As he began to pull the door shut, something made him hesitate, some worry in the fiber of his muscles, some constriction of blood vessels. Jimmy wondered if perhaps his code wouldn’t work from the outside. What if the door locked and he could never get back in? He checked the keypad and saw the gouges around its steel plate where someone had tried to pry it off the wall. He was reminded how desperately so many others had wanted in over the years. Remembering this made him feel crazy for wanting out. He was wanting in the wrong direction.

Before he could worry further, he shut the steel door, and his heart sank a little as the gears whirred and the locks slid into the wall. There was a hollow thunk, like a period on the end of a dreadful thought, the sound of awful finality.

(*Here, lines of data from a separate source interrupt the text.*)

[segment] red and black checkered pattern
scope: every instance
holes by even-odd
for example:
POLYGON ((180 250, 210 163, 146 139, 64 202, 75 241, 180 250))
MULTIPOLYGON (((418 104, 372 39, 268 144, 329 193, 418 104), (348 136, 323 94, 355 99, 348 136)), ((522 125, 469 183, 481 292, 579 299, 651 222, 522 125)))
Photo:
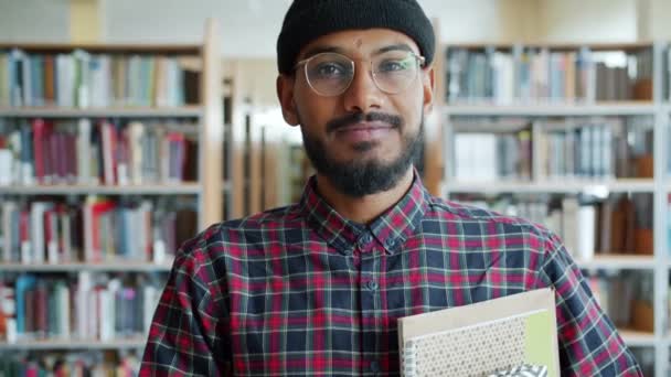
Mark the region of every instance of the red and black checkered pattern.
POLYGON ((562 376, 641 376, 560 239, 430 196, 369 225, 315 191, 181 248, 141 376, 398 375, 396 320, 554 287, 562 376))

Jimmy rushed to the keypad, his chest pounding in his throat, the feeling of men running down all three hallways to get him, blood-curdling screams and bludgeoning weapons held high over their heads—

He entered the code, and the door whirred open. Pushing on the handle, he took a few deep breaths of home, and nearly gagged on the smell of his own waste warmed by hot and buzzing servers.

There was no one running down the halls. He needed a new can opener. He needed to find a toilet that worked. He needed coveralls that weren’t worn to tatters. He needed to breathe and find another stash of canned food and water.

Jimmy reluctantly closed the door again. And even though he had just tested the keypad, the fear that he would never get back inside returned. The gears would be worn out. The code would only work from the outside once per day, once per year. A part of him knew—the obsessive part of him knew—that he could check the code a hundred times and still worry it wouldn’t work the very next. He could check forever and never be satisfied. His pulse pounded in his ears as he tore himself from the door.

The hallway was brightly lit. Jimmy kept his rifle against his arm and slid silently past ransacked offices. Everything was quiet except for the buzzing of one light fixture on its last leg and the flutter of a piece of paper on a desk beneath a gushing vent. The security station was unmanned. Jimmy crawled over the gate, remembering Yani, imagining the stairwell outside crowded with people, a man in a cleaning suit barging out and wading into the masses, but when he opened the door and peered outside, the landing was empty.